Athletes focus of pre-filed state bill – Kentucky
Athletes focus of pre-filed state bill
By LAUREL WILSON The Daily News email@example.com 783-3240 | Posted: Monday, August 11, 2014 11:32 am
A pre-filed bill for the 2015 legislative session would allow students who are home-schooled or attend private school to participate in extracurricular activities in their local public school district.
Rep. Stan Lee, R-Lexington, filed the bill last week.
Local home-school parents are excited about the bill’s potential, but a local school athletic official and legislator have reservations.
Janet Jackson, who has home-schooled her three children for 11 years, thinks the bill would be great for Kentucky.
“I think it’s exciting,” she said. “If it passes, it seems like it would be a win-win for both sides.
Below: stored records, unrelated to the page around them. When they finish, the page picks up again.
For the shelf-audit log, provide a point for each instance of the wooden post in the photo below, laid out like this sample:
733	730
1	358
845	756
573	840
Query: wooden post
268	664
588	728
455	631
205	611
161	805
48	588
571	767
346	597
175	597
Homeschoolers would have a variety of sports, and schools would benefit from more kids.”
Her home-schooled son was able to join Bowling Green Christian Academy’s cross country team a couple of years ago, but the bill would give him and other home-schoolers additional options, Jackson said.
“I think it would be a great opportunity,” she said. “I think there would be many, many kids who would give it a try.”
Tina Nahid, chairwoman of the Barren River Homeschool Association, believes the bill would be beneficial, although she stressed she can’t speak for all parents in the association. There are activities available for local home-schoolers, including a home-school basketball team and community sports teams, but she thinks it would be nice to have other opportunities.
“Many parents would like to at least have the options,” she said.
Eric Wilson, district athletic director for Warren County Public Schools, said he’s interested in learning more about the bill, but he already sees a difficulty. It would be hard to determine athletic eligibility, which includes academic and attendance requirements, when not all home-school programs have the same standards.
“There’s not really a one-size-fits-all home-school program,” he said.
Leslie Peek, public relations coordinator for Bowling Green Independent Schools, said the district doesn’t have a statement on a bill that hasn’t been brought up yet.
Julian Tackett, commissioner of the Kentucky High School Athletic Association, said in a news release that the bill, as drafted, would fundamentally alter high school athletics in the state.
“This proposed act is particularly different from past acts, as it appears to offer a blanket opportunity for any nonpublic school to have its students participate in school-based sports at another school,” Tackett said in the release.
The 277 KHSAA member schools have been against similar bills in the past because of concerns including academic accountability for the nonpublic school students, according to the release.
“There seems to be no means of verifying the student’s curriculum to allow for comparison of equitable academic performance to those students in public schools,” the release stated.
Rep. Jim DeCesare, R-Bowling Green, who serves on the house education committee, said he was a sponsor of a similar bill four or five years ago, but it never made it out of committee.
“Everybody pays school taxes, so all kids should have access to what public schools have to offer,” he said. “If someone’s home-schooled and wants to take part in band or football, they should be allowed that opportunity.”
He believes the bill would have a good chance of passing if Republicans take control of the Statehouse in the November elections.
Rep. Jody Richards, D-Bowling Green, also on the house education committee, said he’d be surprised if the bill comes out of committee.
“It’s a controversial issue,” he said. “It could open up recruiting issues. … It’s not totally simple, and I would just have to see how it would be written before I would support it.”